А ты подумай, ответил Сохатый угрюмо.
Доктор Дробышев
Иван Павлович приезжал домой поздно, не раньше восьми часов вечера. Больница в которой он работал была в Весёлом посёлке, а жил он на Василевском острове. Иногда он ездил на работу на метро, но чаще на своей «семёрке». Сегодня он попал в пробку и подъехал к своему дому в десятом часу вечера.
Припарковавшись он устало шёл к подъезду, обходя грязные отвалы снега. У подъезда, из «Мазды» с тёмными стёклами, вышли двое мужчин и перегородили ему путь.
В чём дело? раздражённо спросил он у них.
Слышь, доктор, отойдём в сторонку, сказал ему Татарин, и бесцеремонно и крепко взяв его под руку, повёл за дом, Сахалин шёл сзади. Иван Павлович не упирался, понимал, что силы не равны, артачиться было бесполезно: ему пятидесятисемилетнему против двух крепких молодых мужчин не сдюжить, но и страха у него не было вовсе. Зачем эти двое поджидали его, и что им от него нужно, он догадался. Даже примерно представил себе, что сейчас будут говорить эти двое.
Ему было тоскливо, стыдно и противно от того, что придётся этим подонкам уступить такие слов на ветер не бросают. Свернув за угол, Татарин остановился, и повернувшись к Ивану Павловичу некоторое время молча его рассматривал, играя желваками. Сахалин остался стоять сзади и дышал в затылок Ивану Павловичу винными парами.

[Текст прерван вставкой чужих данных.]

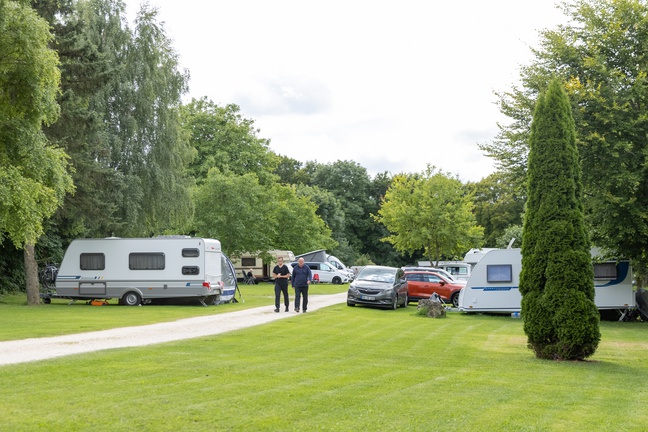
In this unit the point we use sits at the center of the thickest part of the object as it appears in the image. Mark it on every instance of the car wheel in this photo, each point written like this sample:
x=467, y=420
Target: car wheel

Слышь, доктор, прервал молчание Татарин. Завтра тебя к следователю вызывают, так? Во-первых, не опаздывай дело это серьёзное, во-вторых. когда тебе нас будут показывать, засомневайся, сомневаюсь, мол, скажешь. Человек я немолодой могу и ошибиться. А в оконцовке скажешь: нет, товарищ следователь, не они это, не они, те пониже ростом были и вроде кавказцы, понял?
А номера машины вашей я ведь в протоколе их записал? Их я тоже из немощи моей старческой напутал? с ненавистью глядя в лицо Татарина, спросил Иван Павлович, страдая от своего бессилия.
Машина? Номера? удивлённо сказал Татарин. Не, доктор, машина наша. Её какие-то гады угнали. Спасибо родной милиции, что нашли.
Иван Павлович живо вспомнил лицо следователя и его словно остановившиеся рыбьи глаза. Он был такой важный, серьёзный, так учтиво и любезно с ним говорил, но после допроса Ивана Павловича долго не покидало чувство, что весь допрос был пропитан фальшью, что всё это фарс, а он вынужденно участвует в дурно попахивающим спектакле.
«Купили, мерзавца, уже всё купили», с ненавистью глядя в спокойное лицо Татарина, думал Иван Павлович, и проглотив подступивший к горлу комок, неожиданно севшим голосом произнёс:
А если я откажусь вы меня искалечите, жену повесите, внучку изнасилуете, дочь утопите в Неве, квартиру отнимите, а моей таксе оторвёте голову?